Con la Buona Scuola, sembra essersi volatilizzato il personale Ata: come se con la scuola dell’autonomia non occorrano più amministrativi, tecnici e collaboratori scolastici. Quando, in realtà, è l’esatto opposto. Invece, dal 1° settembre scorso non si prevedono più sostituzioni “brevi”, se non dall’ottavo giorno di assenza consecutiva del titolare. Per gli ATA non si fanno assunzioni ormai da due anni, con i posti liberi che nel frattempo sono diventati 30mila ed il Miur che sembra fermarsi ad appena 5mila immissioni in ruolo.

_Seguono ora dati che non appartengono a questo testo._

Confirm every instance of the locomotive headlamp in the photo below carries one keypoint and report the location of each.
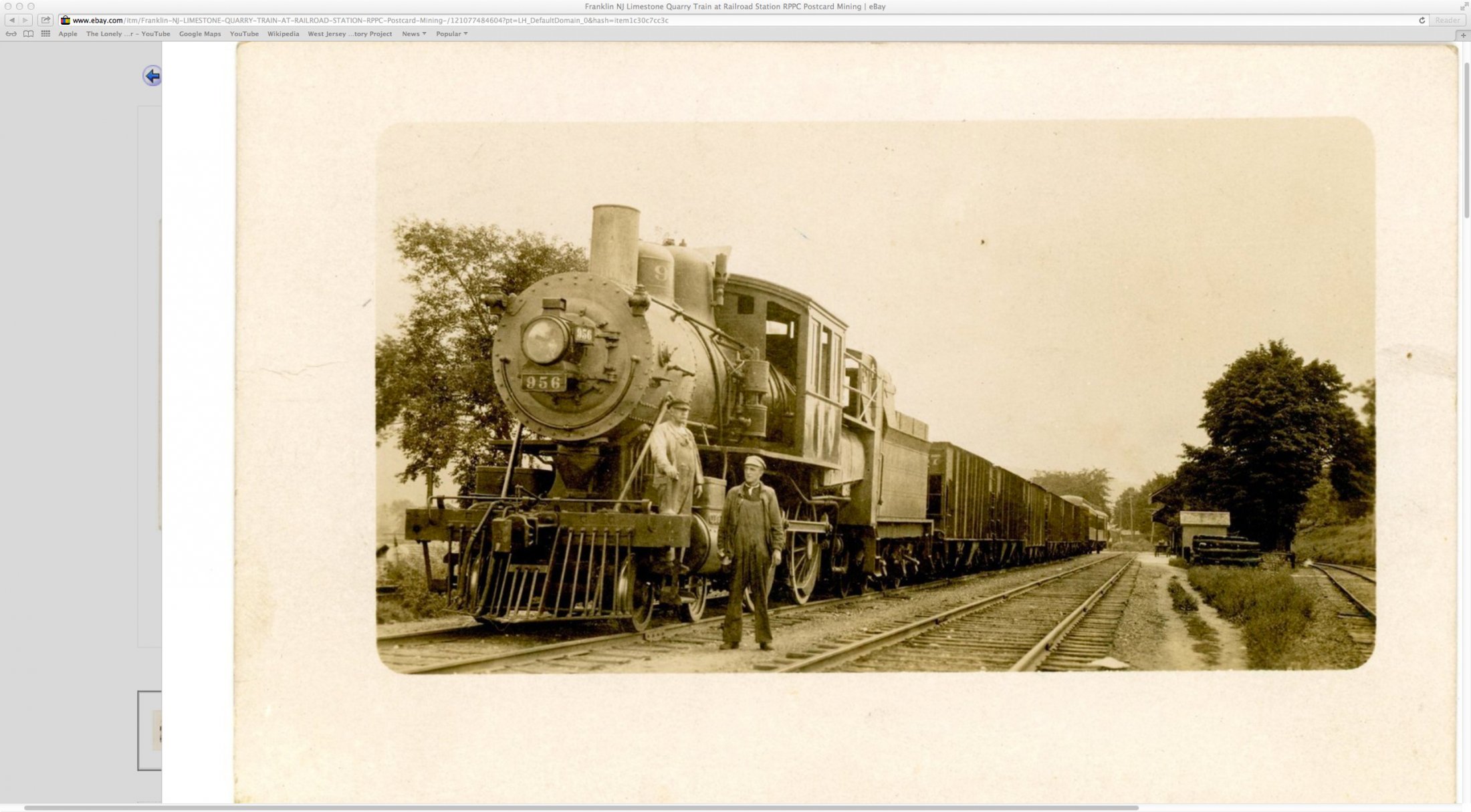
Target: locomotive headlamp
(546, 340)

Ci si chiede, infatti, che fine abbiano fatto le oltre 6mila assunzioni del 2015, “congelate” per i perdenti posto delle province, ma soprattutto perché con il “potenziamento” della Buona Scuola non si è provveduto ad assumere almeno 20mila Ata, a fronte di quasi 50mila docenti. Ad essere passato nel dimenticatoio è anche il concorso per Direttori dei servizi generali ed amministrativi: la figura professionale che gestisce i bilanci delle scuole e il personale, per i quali vi sono quasi 2mila posti liberi.